Social upheaval in the 1930s sent Yun Gee back and forth between Paris and New York. But in 1932 he was invited to be in the group exhibition Murals by American Painters and Photographers at the Museum of Modern Art in New York. For this exhibition he created the work Wheels: Industrial New York rendered in his singular “Diamondism.” Profoundly influenced by Synchromism, Diamondism focused on a rhythmic organization of edges and facets, as well as hot and cold color contrasts. It embodied Yun Gee’s attempt to explain the intellectual, physical, and psychological coordinates of artistic creation after much contemplation about China’s tradition, philosophy, and culture. This fortified Yun Gee’s status as one of the pioneering Chinese modern artists in history, as well as marking a milestone for Greater Chinese artists.

Born in New York, Li-lan is as much an independent spirit as her father. She does not want to only be known as the daughter of Yun Gee, who also happened to be an artist. After graduating from the city’s High School for the Performing Arts, she became not an actor, musician or dancer, but a painter. For her, the solitude of the studio was more congenial than collaborating as an actor or a dancer on the stage. Throughout her life, she has been animated by a quiet rebelliousness that shows, obliquely, in the independent characteristic of her art at every stage of her career.

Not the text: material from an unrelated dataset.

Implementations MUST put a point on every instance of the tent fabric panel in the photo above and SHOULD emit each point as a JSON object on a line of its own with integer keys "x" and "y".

Nurtured in a transcultural heritage, Li-lan has chosen a divergent path to express her life experiences. A meticulous composition pregnant with potent cultural symbols transports the viewer to Li-lan’s fanciful world that pulsates with her musings. Li-lan first worked in Abstract Expressionism in the 1960s, followed by her work with white paper, legal pads, and office and business ephemera, such as notebooks and invoices, in the 1970s. In the 1980s, the artist collected stamps, envelopes, and postcards — ephemera that embody her communication with friends and family across the sea. Her depictions of human figures, amphibians, and insects act as reminders of fleeting memories and bygone times, abounded in earthly transience. Her transcultural background inspires her use of multifarious cultural references, in a way as a response to her own identity.

“Li-lan belongs in the same way as I do to that increasing number of not exactly belonging people,” artist Isamu Noguchi once wrote. Even though he was speaking of his long-time friend, Li-lan, the same sentiment could have been written about Yun Gee. It is in this fashion that they share the most natural influence. Yun Gee and Li-lan are two unique artists that forged lives and careers in a world where they didn’t quite belong. Their respective journeys seem to have transcended the visual experiences of their works, rendered on canvas in a pictorial language both visible and intangible that bears witness to their familial ties and artistic bond.